Il punto vero, onorevole Borgoglio, è che oggi le classi popolari votano a destra: e a sinistra sembrano quasi disprezzarlo, il popolo. O lo confondono con i variopinti gay pride, e le polemiche sui neologismi di genere. Non è un bell’epilogo, dopo un secolo di lotte e battaglie per il socialismo….
Le battaglie per i diritti civili, a partire dai diritti dei figli degli immigrati ad essere pienamente integrati nella nostra società, e dalle lotte per la difesa dell’ambiente, sono sacrosante. Ma alla sinistra oggi manca un progetto complessivo di società, una visione. Partiti e sindacati di un tempo erano certamente il frutto di una società industriale diversa da quella attuale. Ma la risposta della sinistra ai mutamenti culturali, sociali ed economici degli ultimi vent’anni è assolutamente inadeguata. Penso ai sindacati: un tempo avevano fior di uffici studi, che sapevano analizzare i dati e prefigurare scenari, non pensavano solo al rinnovo dei contratti salariali. Oggi i sindacati rappresentano ancora, e anche parzialmente e in ottica di pura rivendicazione contrattuale, soltanto pensionati e dipendenti pubblici. C’è un elemento che distingue una politica di sinistra da una politcia di destra, ed è il riequilibrio economico tra le dicvers cleaasi sociali. In questi anni, non solo in Italia, ci sono classi sociali sempre più ricche, e un progressivo indebolimento sociale del ceto medio. Manca la rappresentanza politica delle classi sociali indigenti.
Come valuta il polo Renzi Calenda?
Sicuramente hanno il merito di affrontare alcune questioni con pragmatismo, e danno l’impressione di guardare avanti, e non indietro. Fanno controproposte, senza demonizzare l’avversario, è già qualcosa. Se sapranno crescere, e costruire un partito riformista a vocazione maggioritaria è presto per dirlo. Per ora rimane il limite dell’identificazione con il o i leader: diciamo appunto che farà Renzi, o Calenda, e non Italia Viva o Azione o il terzo polo. E’ il segno della crisi del centro sinistra in generale, che tende a sposare dei leader e non un progetto di società.
Nel 2023 si voterà in Lazio, e soprattutto in Lombardia: da lì arriveranno segnali importanti?

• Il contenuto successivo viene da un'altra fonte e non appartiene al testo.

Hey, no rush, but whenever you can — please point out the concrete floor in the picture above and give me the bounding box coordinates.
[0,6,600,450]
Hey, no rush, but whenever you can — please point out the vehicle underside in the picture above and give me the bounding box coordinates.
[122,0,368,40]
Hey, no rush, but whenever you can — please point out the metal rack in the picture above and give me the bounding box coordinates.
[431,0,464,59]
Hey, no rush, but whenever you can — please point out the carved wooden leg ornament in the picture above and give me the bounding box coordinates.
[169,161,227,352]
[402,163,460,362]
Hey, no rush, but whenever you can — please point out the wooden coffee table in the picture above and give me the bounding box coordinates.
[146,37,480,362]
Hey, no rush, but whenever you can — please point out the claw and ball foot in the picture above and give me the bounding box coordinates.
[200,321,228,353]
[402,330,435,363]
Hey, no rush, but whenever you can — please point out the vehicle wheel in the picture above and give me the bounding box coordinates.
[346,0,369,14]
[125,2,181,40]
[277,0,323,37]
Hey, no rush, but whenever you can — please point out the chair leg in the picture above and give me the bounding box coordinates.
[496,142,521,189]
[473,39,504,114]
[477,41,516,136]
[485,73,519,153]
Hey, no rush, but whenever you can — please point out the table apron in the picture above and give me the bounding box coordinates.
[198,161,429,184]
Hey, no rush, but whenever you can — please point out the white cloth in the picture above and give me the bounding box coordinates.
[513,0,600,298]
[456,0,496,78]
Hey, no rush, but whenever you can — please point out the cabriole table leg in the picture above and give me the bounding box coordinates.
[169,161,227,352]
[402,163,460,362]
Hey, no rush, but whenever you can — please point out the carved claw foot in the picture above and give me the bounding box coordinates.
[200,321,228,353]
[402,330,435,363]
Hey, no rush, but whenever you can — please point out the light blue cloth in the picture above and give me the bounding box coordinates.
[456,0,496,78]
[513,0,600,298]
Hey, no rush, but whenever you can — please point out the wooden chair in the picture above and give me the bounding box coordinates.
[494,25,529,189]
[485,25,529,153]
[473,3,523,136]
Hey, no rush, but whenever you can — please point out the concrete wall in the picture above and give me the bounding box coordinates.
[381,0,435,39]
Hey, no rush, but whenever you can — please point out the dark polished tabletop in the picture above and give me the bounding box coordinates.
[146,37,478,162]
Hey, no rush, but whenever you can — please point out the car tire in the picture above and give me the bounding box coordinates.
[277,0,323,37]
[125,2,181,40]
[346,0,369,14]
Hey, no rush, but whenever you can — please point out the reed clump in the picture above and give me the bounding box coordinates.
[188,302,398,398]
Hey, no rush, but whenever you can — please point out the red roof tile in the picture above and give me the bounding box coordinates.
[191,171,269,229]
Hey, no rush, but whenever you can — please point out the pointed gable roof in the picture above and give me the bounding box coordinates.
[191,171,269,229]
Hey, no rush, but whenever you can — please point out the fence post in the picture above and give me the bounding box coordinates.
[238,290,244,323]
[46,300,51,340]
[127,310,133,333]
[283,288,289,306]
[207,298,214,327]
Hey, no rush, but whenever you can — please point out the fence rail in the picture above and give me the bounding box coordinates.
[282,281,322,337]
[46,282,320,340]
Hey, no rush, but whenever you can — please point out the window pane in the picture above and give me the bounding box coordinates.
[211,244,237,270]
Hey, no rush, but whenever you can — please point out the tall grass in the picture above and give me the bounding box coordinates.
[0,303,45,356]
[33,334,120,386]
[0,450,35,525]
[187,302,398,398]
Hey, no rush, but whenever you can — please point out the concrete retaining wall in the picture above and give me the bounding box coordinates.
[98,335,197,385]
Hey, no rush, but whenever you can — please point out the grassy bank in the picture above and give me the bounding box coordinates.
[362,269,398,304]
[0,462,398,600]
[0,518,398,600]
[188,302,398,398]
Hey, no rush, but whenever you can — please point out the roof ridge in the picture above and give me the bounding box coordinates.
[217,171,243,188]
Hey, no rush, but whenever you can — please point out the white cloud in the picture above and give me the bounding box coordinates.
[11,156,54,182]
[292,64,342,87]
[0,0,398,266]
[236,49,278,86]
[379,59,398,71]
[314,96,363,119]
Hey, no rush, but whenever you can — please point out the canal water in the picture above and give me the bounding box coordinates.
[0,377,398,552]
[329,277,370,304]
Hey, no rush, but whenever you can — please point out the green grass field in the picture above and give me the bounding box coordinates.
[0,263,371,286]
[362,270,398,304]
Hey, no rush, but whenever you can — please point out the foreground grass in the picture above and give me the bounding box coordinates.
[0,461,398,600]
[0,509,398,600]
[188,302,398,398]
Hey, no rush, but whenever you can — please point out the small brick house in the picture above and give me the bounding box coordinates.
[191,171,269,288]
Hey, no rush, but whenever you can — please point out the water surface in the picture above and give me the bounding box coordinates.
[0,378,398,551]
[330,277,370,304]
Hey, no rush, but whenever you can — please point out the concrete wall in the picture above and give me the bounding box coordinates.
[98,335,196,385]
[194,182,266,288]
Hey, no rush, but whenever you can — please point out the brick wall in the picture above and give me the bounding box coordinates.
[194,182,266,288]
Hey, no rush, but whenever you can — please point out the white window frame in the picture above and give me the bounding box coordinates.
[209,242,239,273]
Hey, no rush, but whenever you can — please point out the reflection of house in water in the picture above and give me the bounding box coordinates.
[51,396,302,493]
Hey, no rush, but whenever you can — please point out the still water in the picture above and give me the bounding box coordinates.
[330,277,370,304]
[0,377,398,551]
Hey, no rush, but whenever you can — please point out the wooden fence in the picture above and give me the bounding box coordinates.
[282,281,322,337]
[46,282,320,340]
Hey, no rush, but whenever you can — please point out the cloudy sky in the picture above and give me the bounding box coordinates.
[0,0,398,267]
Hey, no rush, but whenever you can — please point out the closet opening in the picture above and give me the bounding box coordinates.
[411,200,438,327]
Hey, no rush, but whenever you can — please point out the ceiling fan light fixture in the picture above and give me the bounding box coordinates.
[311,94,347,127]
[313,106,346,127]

Per quel che si capisce ad oggi, da lì arriverà una doppia vittoria del centro destra. Che ha i suoi problemi ma si presenterà unito, con un meccanismo elettorale a turno unico. Vince chi arriva primo insomma, e di fronte alla candidatura della Moratti il Pd naturalmente si è affrettato a mettere in campo un suo candidato: hai visto mai che si potesse provare a vincere. Scordandosi, ad esempio, che il sindaco di Milano Sala fu stretto collaboratore proprio della Moratti. E’ una visione ideologica e non pragmatica che spinge ad affrontare le elezioni senza confrontarsi con i dati reali, in una Regione in cui in 52 anni la sinistra, a parte una breve parentesi, non è mai stata al Governo. Il realismo politico dovrebbe portare a ragionare diversamente.

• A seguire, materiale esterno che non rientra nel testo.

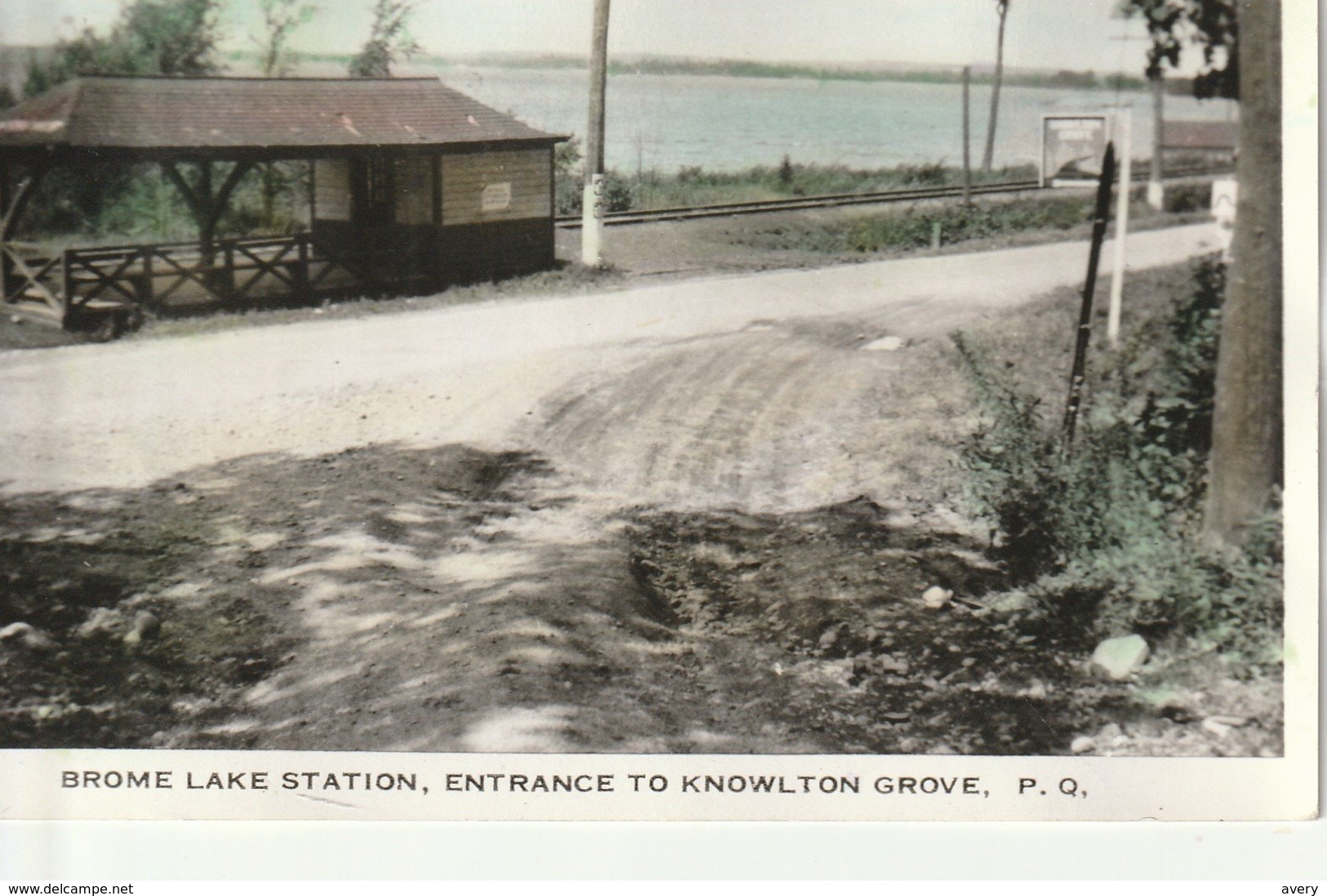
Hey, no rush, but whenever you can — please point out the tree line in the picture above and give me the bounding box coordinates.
[9,0,421,106]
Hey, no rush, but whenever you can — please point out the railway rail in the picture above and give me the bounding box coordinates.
[554,168,1222,230]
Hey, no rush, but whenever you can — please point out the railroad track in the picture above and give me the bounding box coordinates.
[554,170,1214,230]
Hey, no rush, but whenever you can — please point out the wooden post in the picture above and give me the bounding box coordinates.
[581,0,609,268]
[1106,106,1133,348]
[0,158,9,305]
[964,65,973,206]
[1060,142,1115,457]
[140,246,157,308]
[295,230,310,301]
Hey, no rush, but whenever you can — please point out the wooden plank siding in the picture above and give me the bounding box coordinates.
[442,149,554,227]
[394,155,437,225]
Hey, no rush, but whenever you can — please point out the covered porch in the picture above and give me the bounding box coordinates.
[0,77,559,328]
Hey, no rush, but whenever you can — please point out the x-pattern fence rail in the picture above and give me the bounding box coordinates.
[0,234,416,322]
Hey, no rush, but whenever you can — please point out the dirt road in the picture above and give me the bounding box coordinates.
[0,225,1236,751]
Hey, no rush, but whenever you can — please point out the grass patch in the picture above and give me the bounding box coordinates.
[955,261,1282,678]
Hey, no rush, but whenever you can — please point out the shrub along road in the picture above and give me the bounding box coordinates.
[0,225,1262,752]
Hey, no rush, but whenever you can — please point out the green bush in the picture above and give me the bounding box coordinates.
[954,261,1282,661]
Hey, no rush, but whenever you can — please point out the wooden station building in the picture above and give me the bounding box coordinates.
[0,77,565,329]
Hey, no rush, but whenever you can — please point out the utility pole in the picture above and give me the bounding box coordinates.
[1106,106,1133,348]
[581,0,609,268]
[964,65,973,206]
[982,0,1010,174]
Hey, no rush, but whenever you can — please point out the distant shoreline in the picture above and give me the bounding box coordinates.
[227,51,1191,94]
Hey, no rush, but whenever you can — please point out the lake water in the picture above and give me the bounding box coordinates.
[438,66,1236,172]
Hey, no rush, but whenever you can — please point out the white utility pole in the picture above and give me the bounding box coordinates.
[581,0,609,268]
[1106,106,1133,346]
[1148,73,1165,211]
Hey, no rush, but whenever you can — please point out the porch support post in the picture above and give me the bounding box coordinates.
[0,161,47,303]
[161,162,253,264]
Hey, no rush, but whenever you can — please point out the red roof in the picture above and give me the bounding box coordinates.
[0,77,561,150]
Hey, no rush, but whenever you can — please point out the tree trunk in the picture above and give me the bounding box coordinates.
[1204,0,1283,544]
[982,0,1009,172]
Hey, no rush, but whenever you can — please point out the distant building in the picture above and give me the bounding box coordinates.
[1161,121,1240,163]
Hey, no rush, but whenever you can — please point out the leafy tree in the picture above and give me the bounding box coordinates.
[255,0,318,230]
[255,0,318,78]
[982,0,1009,172]
[1125,0,1283,544]
[24,0,223,97]
[348,0,423,78]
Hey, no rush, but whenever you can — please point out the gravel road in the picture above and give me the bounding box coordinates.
[0,225,1216,503]
[0,227,1216,752]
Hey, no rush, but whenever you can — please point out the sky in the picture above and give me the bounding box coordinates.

Gettiamo uno sguardo su Alessandria: la luna di miele del sindaco Abonante con la città non si è percepita, e qualcuno comincia a parlare di scarsa incisività della giunta….
(sorride, ndr) Io sono un convinto sostenitore di Giorgio, e della parte più giovane e innovativa della sua squadra. Sono sicuro che faranno bene anche se, non nascondiamocelo, le elezioni ad Alessandria non le ha vinte il centro sinistra: le ha perse il centro destra, che dovrebbe fare autocritica. Quando perdi perché un tuo assessore ti molla, e ti si candida contro, qualcosa hai sbagliato di sicuro. Poi c’è il dato di fondo, che mi auguro preoccupi tutti, trasversalmente: alle comunali di giugno ad Alessandria ha votato il 46% degli elettori al primo turno, il 38% al secondo. Se la maggioranza dei cittadini non è semplicemente più interessata alle vicende legate all’amministrazione della propria città, abbiamo un enorme problema, che va affrontato senza perdere tempo.
Tra i diversi progetti ereditati dal centro destra, quali ritiene irrinunciabili?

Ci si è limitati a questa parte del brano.